It’s the song she hums when she’s in a reflective mood. It’s the song that pops into her head when the lady who welcomes her into the church—Sister Dasola who smells of Dove soap, chamomile tea and Elizabeth Arden perfume—gives her an oversized boubou with patches of blue and yellow to cover ‘that beautiful nakedness’ and some hot chocolate to drink.
It’s Delight, their monthly youth women’s vigil. The devil can’t enter so he growls at her to come out. ‘Let’s go finish what we started. You know you must do this thing yourself, right? These people are not going to help you. Nobody is coming to rescue you.’ He bangs on the burglar proof. None of the ladies see or hear him and Ojo is glad.

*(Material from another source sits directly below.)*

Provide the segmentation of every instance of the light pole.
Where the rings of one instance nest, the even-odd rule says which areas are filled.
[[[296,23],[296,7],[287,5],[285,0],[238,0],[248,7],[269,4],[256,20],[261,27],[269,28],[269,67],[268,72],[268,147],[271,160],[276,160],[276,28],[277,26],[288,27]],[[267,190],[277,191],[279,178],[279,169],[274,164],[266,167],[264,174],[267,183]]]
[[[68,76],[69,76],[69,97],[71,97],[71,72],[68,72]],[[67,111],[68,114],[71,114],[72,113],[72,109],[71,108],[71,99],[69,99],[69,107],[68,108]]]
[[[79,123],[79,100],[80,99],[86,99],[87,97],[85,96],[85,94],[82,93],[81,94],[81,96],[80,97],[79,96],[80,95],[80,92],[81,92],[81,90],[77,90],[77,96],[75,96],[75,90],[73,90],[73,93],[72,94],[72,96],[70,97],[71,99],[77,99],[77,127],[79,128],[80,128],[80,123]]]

Ojo counts 28 women including herself. They are sitting on mats in the small building. They look posh with their manicured nails, matching silk nightwear and designer bags. She catches a few curious or pity stares on her. She knows what they think of her: a mad woman, thief or destitute. It’s no bother right now. She’s safe. That’s all that matters.
Scented candles surround them on the floor and on tables, mixing with the smell of mosquito coils. The goal of the night is to let it all out, Sister Dasola tells her. This means that they’ll sing, pray and just talk about issues. They take turns to contribute worship songs for a while before Sister Dasola lightly taps her and asks if she wants to sing something. She knows she can say no, or sing Bukola Bekes or Mercy Chinwo but she sings the only song in her head: “Candles in the Sun,” which makes the Devil laugh. Is there a god? Is he watching? Is she watching? Are they watching now? If not, what are we doing? Where are we going? What are we doing now?
At first, the women stare at each other confused, but soon, they’re clapping and nodding and waving their hands.
Someone else sings Leonard Cohen’s “Hallelujah”. Outside the window, the devil glares at her with anger.
Tabitha feels safe.
*
The last time she felt this way was a lifetime ago.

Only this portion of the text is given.